Some years later the son died and the woman again petitioned Elisha - this time to bring her son back to life. Elisha went to her house, prayed for assistance from God and brought the child to life.

The prophet Elisha is seen in a white robe which is highlighted. He is portrayed as an older man with a beard and balding head. The young woman in brown and purple stands facing him while her young son plays with a stick. The face of the young woman is pleasing with pink cheeks. Elisha is shown telling the young woman to leave the area and so escape the coming famine in the land.

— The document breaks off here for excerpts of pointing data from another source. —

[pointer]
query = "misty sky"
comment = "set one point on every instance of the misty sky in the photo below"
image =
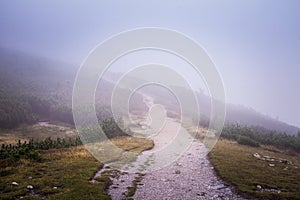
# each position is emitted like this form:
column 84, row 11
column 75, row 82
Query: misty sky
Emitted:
column 255, row 44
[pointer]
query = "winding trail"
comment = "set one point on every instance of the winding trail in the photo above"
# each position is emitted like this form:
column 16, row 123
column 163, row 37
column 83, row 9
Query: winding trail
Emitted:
column 189, row 176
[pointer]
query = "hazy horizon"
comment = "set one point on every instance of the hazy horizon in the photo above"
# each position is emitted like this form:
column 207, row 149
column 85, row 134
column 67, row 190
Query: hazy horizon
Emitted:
column 256, row 47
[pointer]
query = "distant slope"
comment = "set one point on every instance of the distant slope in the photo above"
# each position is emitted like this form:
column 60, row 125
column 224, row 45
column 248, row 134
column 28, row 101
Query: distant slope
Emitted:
column 34, row 88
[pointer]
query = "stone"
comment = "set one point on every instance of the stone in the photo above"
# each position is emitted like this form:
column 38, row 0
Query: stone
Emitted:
column 29, row 187
column 259, row 187
column 15, row 183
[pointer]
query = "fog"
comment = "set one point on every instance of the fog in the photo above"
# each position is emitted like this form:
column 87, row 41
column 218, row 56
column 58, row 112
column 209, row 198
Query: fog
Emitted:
column 255, row 45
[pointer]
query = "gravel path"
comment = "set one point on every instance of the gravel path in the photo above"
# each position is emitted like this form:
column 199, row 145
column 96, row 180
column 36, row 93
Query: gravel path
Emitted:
column 182, row 173
column 190, row 177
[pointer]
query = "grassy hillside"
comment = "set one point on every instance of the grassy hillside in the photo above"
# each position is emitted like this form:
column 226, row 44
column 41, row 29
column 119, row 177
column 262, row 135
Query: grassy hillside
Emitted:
column 274, row 178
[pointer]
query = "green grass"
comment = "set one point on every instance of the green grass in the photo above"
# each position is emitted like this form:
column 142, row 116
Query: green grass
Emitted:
column 236, row 164
column 67, row 169
column 63, row 173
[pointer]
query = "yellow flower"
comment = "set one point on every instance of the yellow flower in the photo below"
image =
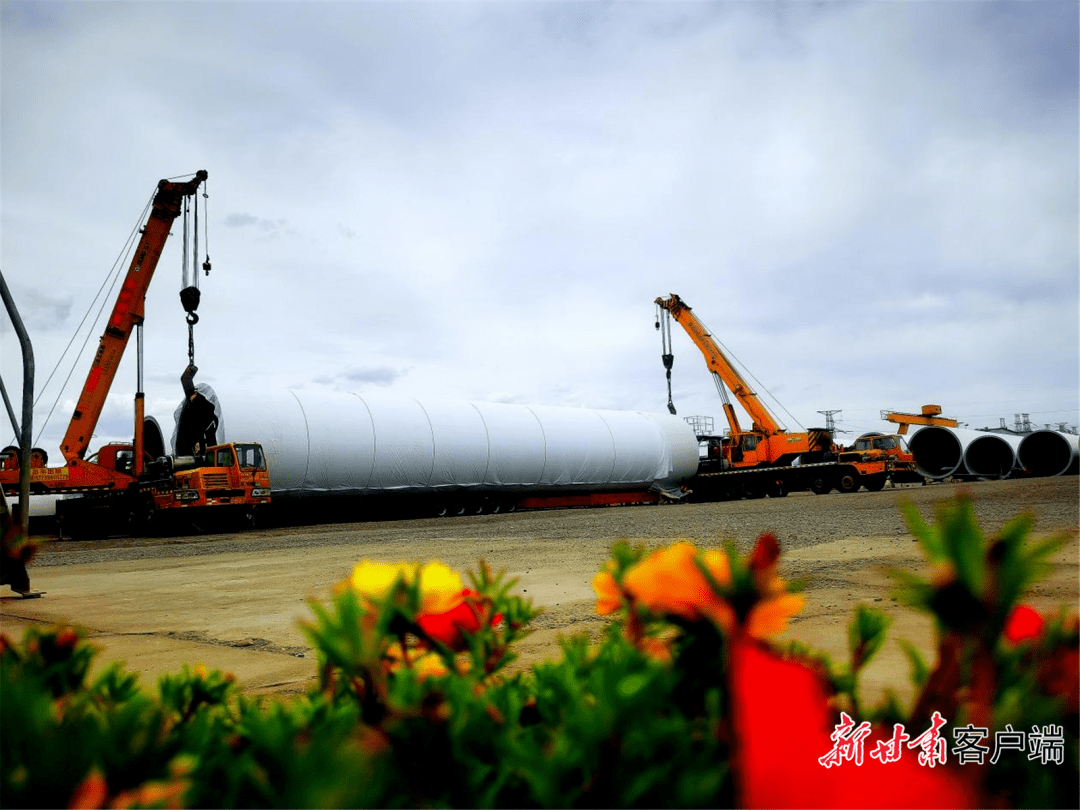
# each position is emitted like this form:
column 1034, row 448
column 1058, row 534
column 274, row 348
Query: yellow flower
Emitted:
column 770, row 616
column 440, row 586
column 607, row 591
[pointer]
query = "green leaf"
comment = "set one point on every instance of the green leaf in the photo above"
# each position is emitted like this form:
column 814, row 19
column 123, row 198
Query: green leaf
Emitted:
column 866, row 634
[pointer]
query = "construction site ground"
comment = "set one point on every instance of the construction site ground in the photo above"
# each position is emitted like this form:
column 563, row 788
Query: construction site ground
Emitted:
column 235, row 602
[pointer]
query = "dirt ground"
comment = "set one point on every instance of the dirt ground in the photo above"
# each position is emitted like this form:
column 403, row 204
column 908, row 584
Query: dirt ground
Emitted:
column 234, row 602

The landscape surrounding the figures is dark and somewhat overpowering. What appears to be an evening sky shows a few rays of sun but is somewhat overcast. This dominance of the landscape in the painting over the figures is typical of Mola's paintings.

Historical Context:

Both this painting and its companion, the Prophet Elijah and the Widow of Zarephath, are closely related to the Carmelite Order. The prophet Elijah is considered the founder of the order since he had lived as a hermit on Mount Carmel. Elisha was included in the Carmelite dynasty of ideal role models.

It is believed that the two paintings were commissioned for the church of St. Martino ai Monti in Milan since their subjects were relevant to 18 frescoes at that location, 12 of which depict scenes from the lives of Elijah and Elisha.